Library Book Sale Today

The library is having a book sale during club hour, 12:45pm to 2:30pm in front of the cafeteria in the Namm building. We have paperbacks for $0.50, 3 pbs for $1.00, with hardcover books and textbooks for a $1.00.

Living Off the Land in Space Presentation – May 1st

DATE: Thursday, May 1, 2008
TIME: 12:45-2:30 p.m.
PLACE: A632 (Faculty/Staff Lounge)

The Ursula C. Schwerin Library will host a presentation by Physics Professor Gregory L. Matloff and Brooklyn artist C Bangs on the Library’s current exhibit Living Off the Land in Space.

Dr. Matloff and former NASA Fellow Bangs will discuss both the exhibit and their book of the same name co-authored with NASA manager Les Johnson.

Please feel free to bring your lunch – light refreshments will be provided.For further information, contact Prof. Morris Hounion at mhounion@citytech.cuny.edu

Out to Eat

When: Wednesday, March 19 at 3:30 p.m.
Where: Janet Lefler Dining Room, N215
Refreshments will be served.

You are invited!
“Out to Eat:
The Emergence and Evolution of the Restaurant in Nineteenth-Century New York City”

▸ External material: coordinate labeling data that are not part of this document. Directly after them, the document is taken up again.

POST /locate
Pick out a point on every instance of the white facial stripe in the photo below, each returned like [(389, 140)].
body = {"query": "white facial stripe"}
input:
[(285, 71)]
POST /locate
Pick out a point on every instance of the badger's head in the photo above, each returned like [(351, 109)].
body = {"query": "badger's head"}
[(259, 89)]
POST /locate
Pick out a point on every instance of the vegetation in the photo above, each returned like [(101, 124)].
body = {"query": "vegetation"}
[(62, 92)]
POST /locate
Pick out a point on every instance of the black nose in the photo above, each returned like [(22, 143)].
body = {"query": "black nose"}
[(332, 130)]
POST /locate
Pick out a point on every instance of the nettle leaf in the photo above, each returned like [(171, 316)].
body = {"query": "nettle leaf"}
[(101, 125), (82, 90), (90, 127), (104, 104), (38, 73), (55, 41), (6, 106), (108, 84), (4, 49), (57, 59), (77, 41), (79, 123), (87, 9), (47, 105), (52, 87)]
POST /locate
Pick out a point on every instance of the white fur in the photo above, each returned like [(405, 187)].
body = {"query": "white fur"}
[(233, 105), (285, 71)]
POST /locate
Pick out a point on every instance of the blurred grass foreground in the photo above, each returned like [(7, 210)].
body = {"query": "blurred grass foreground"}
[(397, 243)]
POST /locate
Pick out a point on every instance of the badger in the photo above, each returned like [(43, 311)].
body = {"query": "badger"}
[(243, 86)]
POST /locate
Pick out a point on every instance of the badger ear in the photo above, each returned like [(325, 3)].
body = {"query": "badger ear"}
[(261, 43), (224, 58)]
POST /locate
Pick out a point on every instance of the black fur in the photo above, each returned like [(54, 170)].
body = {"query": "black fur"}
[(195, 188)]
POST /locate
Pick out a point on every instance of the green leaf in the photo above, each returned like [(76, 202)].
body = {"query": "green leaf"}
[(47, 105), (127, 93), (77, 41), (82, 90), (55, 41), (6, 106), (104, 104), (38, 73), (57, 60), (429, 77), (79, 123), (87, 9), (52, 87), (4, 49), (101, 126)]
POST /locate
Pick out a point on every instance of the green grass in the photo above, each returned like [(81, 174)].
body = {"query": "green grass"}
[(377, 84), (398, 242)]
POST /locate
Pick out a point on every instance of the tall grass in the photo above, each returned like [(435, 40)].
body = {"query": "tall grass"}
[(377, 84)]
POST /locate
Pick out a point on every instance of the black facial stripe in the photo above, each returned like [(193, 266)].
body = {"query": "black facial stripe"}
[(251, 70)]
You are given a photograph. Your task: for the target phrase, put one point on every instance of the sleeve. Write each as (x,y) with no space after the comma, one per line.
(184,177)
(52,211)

Dr. Cindy Lobel will speak about the early 19th century growth of NYC into a metropolis and the related emergence and growth of restaurants. As the restaurant sector grew, restaurants became much more than places to eat. They were important locales of social and cultural interaction, of conspicuous consumption and class identity, as well as places of employment and a ladder of economic mobility for their proprietors.
Dr. Lobel is an Assistant Professor of History at Lehman College. She holds a B.A. from Tufts University and a Ph.D. from the CUNY Graduate Center, having also taught at Barnard, Columbia, Connecticut College, Baruch, and Hunter.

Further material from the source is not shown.